MWD’s board is planning to raise your water rates on April 10

Board votes down motion to cut spending to reduce water rate increases.

 A day after hearing heartfelt testimony from several dozen speakers from the San Diego region, the Metropolitan Water District of Southern California Board of Directors voted to follow its own Administrative Code and vote on adoption of its next two-year budget and rate increases in April.  The recommended budget includes two more years of rate increases, “averaging” 7.5 percent for 2013 and another 5 percent in 2014.Following the board’s decision to keep the budget rate adoption in April, the Water Authority made a motion requesting that staff return to the Board with budget reductions that lower the proposed water rate increases. That motion failed. Click here to see how your region’s MWD representative voted.

“This is a particularly disappointing vote, considering the testimony of so many people at yesterday’s public hearing who asked MWD to go back and take another crack at cutting expenses before it raises rates again,” Michael T. Hogan, chair of the San Diego County Water Authority Board of Directors, said.

On March 12, after listening to dozens of concerned residents, elected officials and water officials from around San Diego County protest MWD’s bloated budget, continual rate increases and illegal rate structure, MWD’s Finance and Insurance Committee recommended the MWD Board consider adoption of its 2013 and 2014 budget and rates in April. MWD’s full Board approved the committee’s recommendation on March 13.
“MWD’s Board heard loud and clear our region’s opposition to the proposed rate increases, and its intention to set rates in a manner that ignored public input,” Hogan said.
“We will continue to push for rate and budget reforms at MWD.  The Water Authority, which provides 25 percent of MWD’s revenues, has the largest financial stake in ensuring that MWD’s rates and budget are legal, and that the agency itself is fiscally sustainable,” Hogan said.  The Water Authority is the largest member agency of MWD, which serves more than half of California’s population in a service area with a gross domestic product of greater than $1 trillion.



      • MWD’s full service rates have increased 75% since 2006.
      • MWD is recommending additional rate increases for 2013 and 2014 that will bring the total rate increases to 101% since 2006.
      • MWD’s rate increases might not be necessary if MWD would cut expenses to better match sales revenues.

MWD has failed to adjust its budget to meet changed circumstances, including lower water sales.

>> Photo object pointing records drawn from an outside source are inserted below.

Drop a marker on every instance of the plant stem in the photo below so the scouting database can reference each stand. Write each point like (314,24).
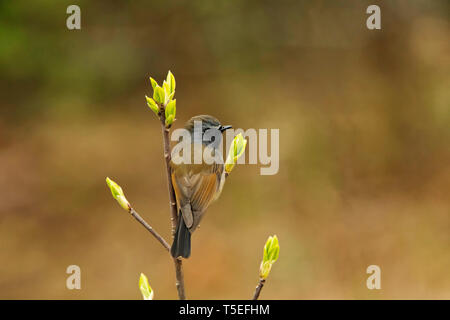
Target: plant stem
(180,278)
(167,158)
(258,289)
(173,205)
(150,229)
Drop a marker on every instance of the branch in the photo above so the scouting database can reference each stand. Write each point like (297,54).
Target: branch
(258,289)
(167,158)
(173,204)
(150,229)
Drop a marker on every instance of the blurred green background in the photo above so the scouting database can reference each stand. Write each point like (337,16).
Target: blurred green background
(364,119)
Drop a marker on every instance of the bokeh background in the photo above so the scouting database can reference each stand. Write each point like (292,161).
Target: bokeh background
(364,119)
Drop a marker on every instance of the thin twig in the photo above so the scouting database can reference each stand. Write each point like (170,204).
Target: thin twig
(150,229)
(180,278)
(258,289)
(173,205)
(167,158)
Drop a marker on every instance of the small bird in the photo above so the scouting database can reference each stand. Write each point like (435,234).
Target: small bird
(196,185)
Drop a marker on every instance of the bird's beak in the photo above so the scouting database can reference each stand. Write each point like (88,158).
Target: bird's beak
(223,128)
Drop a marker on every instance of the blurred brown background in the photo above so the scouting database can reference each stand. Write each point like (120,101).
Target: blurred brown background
(364,119)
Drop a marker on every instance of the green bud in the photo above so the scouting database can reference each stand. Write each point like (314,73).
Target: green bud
(117,193)
(167,94)
(264,269)
(270,255)
(158,94)
(171,110)
(171,81)
(237,149)
(146,290)
(152,104)
(154,83)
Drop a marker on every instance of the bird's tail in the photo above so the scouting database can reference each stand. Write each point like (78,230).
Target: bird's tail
(181,246)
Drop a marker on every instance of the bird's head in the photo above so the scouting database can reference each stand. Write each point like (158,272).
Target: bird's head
(209,126)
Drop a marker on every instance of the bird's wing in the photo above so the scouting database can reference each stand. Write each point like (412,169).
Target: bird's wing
(195,189)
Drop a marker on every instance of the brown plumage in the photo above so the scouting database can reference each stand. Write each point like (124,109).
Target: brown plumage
(196,186)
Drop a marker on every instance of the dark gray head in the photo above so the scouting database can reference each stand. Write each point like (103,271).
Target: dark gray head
(211,129)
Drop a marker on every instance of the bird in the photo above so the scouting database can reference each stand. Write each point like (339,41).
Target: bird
(196,185)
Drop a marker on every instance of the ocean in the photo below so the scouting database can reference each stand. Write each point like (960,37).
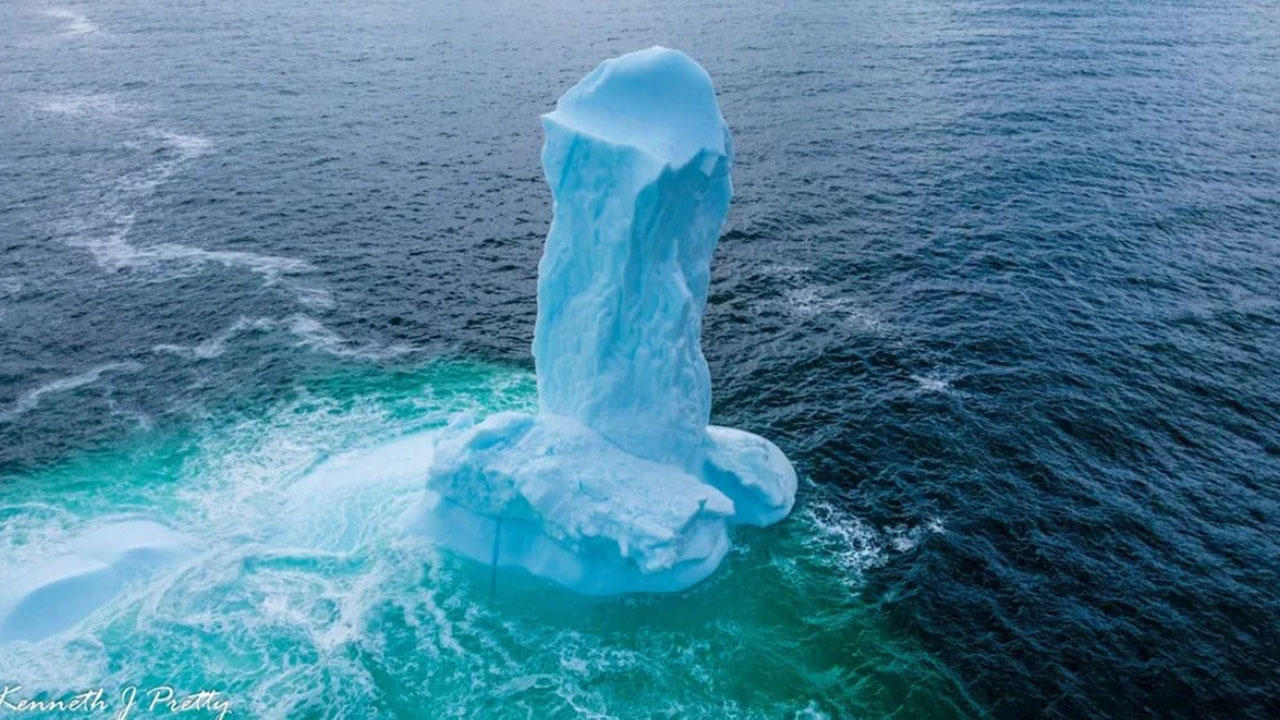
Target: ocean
(1001,278)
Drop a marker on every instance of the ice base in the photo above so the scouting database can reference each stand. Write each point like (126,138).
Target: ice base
(55,593)
(551,496)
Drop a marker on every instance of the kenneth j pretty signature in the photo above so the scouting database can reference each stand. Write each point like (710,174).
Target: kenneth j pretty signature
(131,702)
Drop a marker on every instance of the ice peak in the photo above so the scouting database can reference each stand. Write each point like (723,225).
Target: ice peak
(657,100)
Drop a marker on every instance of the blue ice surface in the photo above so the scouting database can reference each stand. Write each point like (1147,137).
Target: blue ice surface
(618,483)
(51,595)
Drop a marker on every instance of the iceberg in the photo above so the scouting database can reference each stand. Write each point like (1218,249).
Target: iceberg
(51,595)
(617,483)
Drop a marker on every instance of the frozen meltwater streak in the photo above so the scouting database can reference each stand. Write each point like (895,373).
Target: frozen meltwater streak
(617,484)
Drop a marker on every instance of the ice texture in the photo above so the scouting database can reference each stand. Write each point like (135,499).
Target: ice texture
(56,592)
(617,483)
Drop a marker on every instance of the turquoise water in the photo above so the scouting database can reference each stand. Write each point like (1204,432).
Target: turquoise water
(309,601)
(1000,278)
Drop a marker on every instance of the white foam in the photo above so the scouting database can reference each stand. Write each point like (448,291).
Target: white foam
(314,335)
(96,104)
(32,397)
(932,383)
(104,229)
(76,22)
(812,301)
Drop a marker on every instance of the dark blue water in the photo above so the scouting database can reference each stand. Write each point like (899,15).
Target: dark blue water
(1001,278)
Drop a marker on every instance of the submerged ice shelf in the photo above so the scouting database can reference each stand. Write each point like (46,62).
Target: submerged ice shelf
(618,483)
(54,593)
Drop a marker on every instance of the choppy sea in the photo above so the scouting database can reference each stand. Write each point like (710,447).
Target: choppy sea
(1001,278)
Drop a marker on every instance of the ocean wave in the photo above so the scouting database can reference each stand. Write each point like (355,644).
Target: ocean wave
(31,399)
(309,332)
(76,23)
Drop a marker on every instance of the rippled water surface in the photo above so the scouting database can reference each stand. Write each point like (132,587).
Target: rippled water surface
(1000,277)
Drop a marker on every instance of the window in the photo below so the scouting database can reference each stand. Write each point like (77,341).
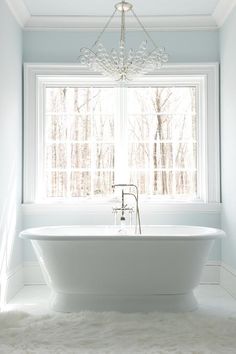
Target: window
(90,132)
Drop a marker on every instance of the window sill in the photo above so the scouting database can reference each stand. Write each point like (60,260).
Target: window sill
(103,207)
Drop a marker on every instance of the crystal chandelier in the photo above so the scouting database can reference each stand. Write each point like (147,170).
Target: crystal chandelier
(123,64)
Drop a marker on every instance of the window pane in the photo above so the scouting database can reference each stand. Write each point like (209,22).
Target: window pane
(56,184)
(56,156)
(80,184)
(103,182)
(139,155)
(105,156)
(80,156)
(81,122)
(162,124)
(163,183)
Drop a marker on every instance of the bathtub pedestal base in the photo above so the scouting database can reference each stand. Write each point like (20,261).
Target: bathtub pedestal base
(123,303)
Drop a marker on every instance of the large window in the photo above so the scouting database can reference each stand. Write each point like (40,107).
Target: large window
(91,133)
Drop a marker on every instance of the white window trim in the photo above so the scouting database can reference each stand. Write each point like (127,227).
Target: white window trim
(35,74)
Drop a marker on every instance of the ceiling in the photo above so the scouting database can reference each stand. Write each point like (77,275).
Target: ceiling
(86,15)
(105,7)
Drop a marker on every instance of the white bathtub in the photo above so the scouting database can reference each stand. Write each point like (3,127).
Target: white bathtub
(96,268)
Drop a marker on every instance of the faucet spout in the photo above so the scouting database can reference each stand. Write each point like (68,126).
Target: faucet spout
(124,206)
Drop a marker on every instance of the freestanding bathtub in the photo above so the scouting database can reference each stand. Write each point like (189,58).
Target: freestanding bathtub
(97,268)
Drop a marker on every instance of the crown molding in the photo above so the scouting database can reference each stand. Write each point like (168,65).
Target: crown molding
(96,23)
(223,10)
(19,11)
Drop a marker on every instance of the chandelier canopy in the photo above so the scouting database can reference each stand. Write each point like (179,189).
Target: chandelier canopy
(124,63)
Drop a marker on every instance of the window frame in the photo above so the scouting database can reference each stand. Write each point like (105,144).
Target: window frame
(206,76)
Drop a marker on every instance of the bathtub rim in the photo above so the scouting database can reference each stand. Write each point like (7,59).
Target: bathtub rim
(30,234)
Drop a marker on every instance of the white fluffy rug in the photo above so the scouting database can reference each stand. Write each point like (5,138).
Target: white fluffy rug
(103,333)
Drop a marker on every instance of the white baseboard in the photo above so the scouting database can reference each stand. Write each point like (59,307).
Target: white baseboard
(228,279)
(14,282)
(33,274)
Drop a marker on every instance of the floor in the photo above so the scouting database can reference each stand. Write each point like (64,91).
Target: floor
(35,300)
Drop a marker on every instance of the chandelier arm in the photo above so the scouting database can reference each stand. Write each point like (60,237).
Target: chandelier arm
(104,29)
(143,28)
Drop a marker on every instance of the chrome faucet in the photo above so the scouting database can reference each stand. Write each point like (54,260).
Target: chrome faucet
(124,207)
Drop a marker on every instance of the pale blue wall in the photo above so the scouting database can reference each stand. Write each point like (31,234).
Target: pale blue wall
(228,136)
(59,46)
(10,137)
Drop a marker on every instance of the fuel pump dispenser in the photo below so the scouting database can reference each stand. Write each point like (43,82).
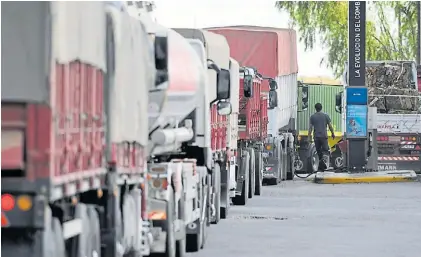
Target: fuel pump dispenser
(360,145)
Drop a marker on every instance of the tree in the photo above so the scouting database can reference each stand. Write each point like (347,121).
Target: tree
(391,34)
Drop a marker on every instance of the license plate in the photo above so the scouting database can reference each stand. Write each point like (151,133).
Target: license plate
(385,167)
(394,139)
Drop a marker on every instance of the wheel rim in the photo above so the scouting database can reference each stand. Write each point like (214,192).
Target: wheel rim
(326,160)
(315,160)
(299,165)
(339,162)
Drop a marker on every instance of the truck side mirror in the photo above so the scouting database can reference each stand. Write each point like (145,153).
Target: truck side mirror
(338,102)
(224,108)
(273,85)
(223,86)
(273,99)
(161,59)
(248,85)
(302,97)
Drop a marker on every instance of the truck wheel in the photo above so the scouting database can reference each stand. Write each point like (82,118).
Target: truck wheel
(312,160)
(272,181)
(48,249)
(95,232)
(217,186)
(251,173)
(193,241)
(337,160)
(258,174)
(60,249)
(205,223)
(226,203)
(290,167)
(242,199)
(83,242)
(129,221)
(181,244)
(171,242)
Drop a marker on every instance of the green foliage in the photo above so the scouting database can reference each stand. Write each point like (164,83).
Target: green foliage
(391,29)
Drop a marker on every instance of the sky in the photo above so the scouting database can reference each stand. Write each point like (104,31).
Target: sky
(206,13)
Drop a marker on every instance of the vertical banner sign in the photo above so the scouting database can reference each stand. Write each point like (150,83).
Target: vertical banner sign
(356,43)
(357,98)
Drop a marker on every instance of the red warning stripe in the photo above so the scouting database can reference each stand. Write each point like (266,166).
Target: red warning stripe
(4,220)
(401,158)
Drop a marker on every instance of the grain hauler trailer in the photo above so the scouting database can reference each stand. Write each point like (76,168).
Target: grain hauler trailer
(393,89)
(74,129)
(314,90)
(182,207)
(251,116)
(215,53)
(273,52)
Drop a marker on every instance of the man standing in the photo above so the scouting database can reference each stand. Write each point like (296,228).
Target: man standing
(319,121)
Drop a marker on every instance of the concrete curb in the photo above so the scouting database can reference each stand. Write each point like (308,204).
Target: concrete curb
(367,177)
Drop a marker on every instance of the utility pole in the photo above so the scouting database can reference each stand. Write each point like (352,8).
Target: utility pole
(419,33)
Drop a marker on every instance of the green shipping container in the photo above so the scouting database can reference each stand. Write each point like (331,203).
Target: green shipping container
(324,94)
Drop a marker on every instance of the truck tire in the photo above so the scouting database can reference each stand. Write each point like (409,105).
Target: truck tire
(193,241)
(312,160)
(217,188)
(60,249)
(242,199)
(181,244)
(206,221)
(258,173)
(48,236)
(337,160)
(251,173)
(290,167)
(83,242)
(95,232)
(272,181)
(129,221)
(170,248)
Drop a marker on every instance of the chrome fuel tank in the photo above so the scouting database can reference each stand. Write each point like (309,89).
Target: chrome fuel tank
(186,75)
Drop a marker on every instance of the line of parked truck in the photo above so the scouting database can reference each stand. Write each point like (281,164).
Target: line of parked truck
(121,137)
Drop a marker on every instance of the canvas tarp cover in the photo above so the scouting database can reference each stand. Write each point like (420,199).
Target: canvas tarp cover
(392,88)
(25,51)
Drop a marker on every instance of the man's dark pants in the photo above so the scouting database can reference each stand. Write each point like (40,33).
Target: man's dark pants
(322,146)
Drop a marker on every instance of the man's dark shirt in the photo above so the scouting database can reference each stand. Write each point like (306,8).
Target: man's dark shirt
(320,120)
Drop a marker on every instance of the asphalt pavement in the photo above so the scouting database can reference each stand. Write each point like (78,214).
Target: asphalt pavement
(300,219)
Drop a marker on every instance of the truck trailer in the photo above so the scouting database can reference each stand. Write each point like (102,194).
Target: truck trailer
(272,52)
(215,53)
(393,89)
(318,90)
(74,129)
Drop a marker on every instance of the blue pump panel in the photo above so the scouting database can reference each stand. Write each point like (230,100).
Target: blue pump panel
(356,95)
(356,121)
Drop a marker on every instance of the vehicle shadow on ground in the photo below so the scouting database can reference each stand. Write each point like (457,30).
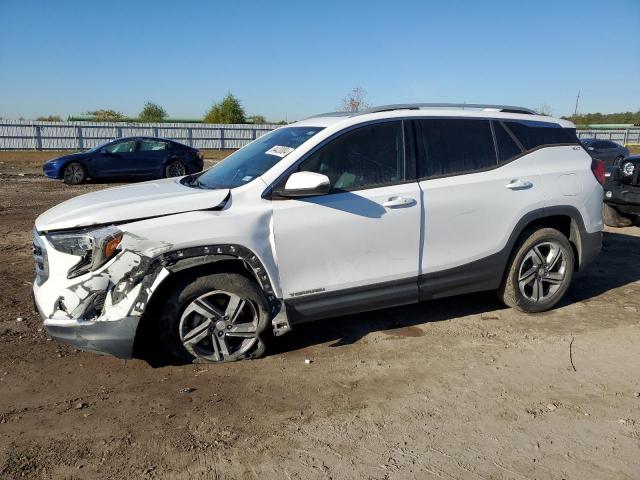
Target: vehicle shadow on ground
(400,321)
(616,266)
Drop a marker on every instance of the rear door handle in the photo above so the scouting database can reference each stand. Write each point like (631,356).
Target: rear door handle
(519,184)
(399,202)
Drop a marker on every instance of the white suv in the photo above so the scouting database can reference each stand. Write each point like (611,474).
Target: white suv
(332,215)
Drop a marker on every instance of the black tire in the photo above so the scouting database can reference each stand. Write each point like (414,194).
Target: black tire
(74,173)
(522,262)
(175,169)
(172,319)
(614,218)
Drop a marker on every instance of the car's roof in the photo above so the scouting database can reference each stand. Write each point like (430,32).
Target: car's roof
(334,118)
(157,139)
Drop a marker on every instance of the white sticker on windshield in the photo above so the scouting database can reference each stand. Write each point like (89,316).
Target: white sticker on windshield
(279,151)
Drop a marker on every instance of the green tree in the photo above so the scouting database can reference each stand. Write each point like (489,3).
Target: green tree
(106,116)
(152,113)
(355,101)
(50,118)
(228,111)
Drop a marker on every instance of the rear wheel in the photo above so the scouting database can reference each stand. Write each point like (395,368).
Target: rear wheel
(175,169)
(539,272)
(614,218)
(215,318)
(74,174)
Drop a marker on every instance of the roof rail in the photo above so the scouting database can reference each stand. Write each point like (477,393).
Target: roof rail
(418,106)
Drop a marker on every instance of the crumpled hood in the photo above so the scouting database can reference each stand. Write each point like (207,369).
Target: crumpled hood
(127,203)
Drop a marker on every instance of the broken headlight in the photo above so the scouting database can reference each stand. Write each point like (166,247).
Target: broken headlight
(94,247)
(628,169)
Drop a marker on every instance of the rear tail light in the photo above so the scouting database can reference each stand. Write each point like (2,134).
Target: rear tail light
(597,167)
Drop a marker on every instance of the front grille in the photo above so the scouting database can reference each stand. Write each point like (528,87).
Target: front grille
(41,259)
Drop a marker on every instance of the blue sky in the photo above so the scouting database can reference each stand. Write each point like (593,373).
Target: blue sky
(288,60)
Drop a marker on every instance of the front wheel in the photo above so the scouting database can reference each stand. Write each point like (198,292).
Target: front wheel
(74,174)
(539,272)
(215,318)
(614,218)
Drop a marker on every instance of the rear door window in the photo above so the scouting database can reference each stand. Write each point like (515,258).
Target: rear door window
(128,146)
(454,146)
(153,146)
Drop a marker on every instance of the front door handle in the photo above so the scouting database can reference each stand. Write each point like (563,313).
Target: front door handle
(399,202)
(519,184)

      • MWD‘s water sales are going down. Due to past board decisions, a significant amount of MWD revenue is generated by water sales – and MWD’s water sales have decreased by more than 500,000 acre-feet since 2008 – about 30%. But MWD has failed to grapple with this reality or recognize that shrinking water sales means shrinking revenues.
      • MWD’s spending is going up. MWD’s proposed budget will balloon to $1.9 billion in FY 2013/14 – a 16% jump from its current budget. Unlike cities and other public agencies across Southern California, MWD has failed to “right size” its budget to reflect current economic realities or reduced demand for MWD water. Instead, MWD is still budgeting and spending money as if it were selling as much water as it did in the past.
      • MWD has a flawed water supply plan. In spite of its reduced water sales, MWD is still planning to spend billions of dollars to develop new water supplies far beyond forecasted needs.  MWD’s budget continues to include even more subsidies for local supply development projects that will further reduce MWD’s water sales and revenues. During the March 13 Board meeting, six new water subsidy agreements were approved, including four with the Los Angeles Department of Water and Power.
      • MWD’s financial projections have been so wrong over the past five years that its financial reserves are being depleted. Facing rising costs and falling revenues, MWD is depleting its reserves rather than adopting a realistic budget based on reasonable sales projections. If the present trends continue, over the next several years, MWD water rates will continue to skyrocket.


MWD’s recommendation is to raise water rates by 7.5% in 2013 and 5% in 2014 (these are average water rates – the actual impact on your water rates could be higher than the average).  If approved by the MWD board in April, MWD’s full service water rates will have increased by more than 100% over just nine years, from 2006 to 2014.

Find MWD’s proposed biennial budget and associated water rate increases here.

The Water Authority has urged MWD to reduce its expenditures to better meet its financial obligations and manage water rates.

Read the Water Authority’s comments on the MWD’s proposed budget and associated water rate increases here.


Since 2006, MWD rates have increased by 75%, and if the MWD board approves the recommended increases for 2013 and 2014 in March, MWD rates would have increased since 2006 by 101%.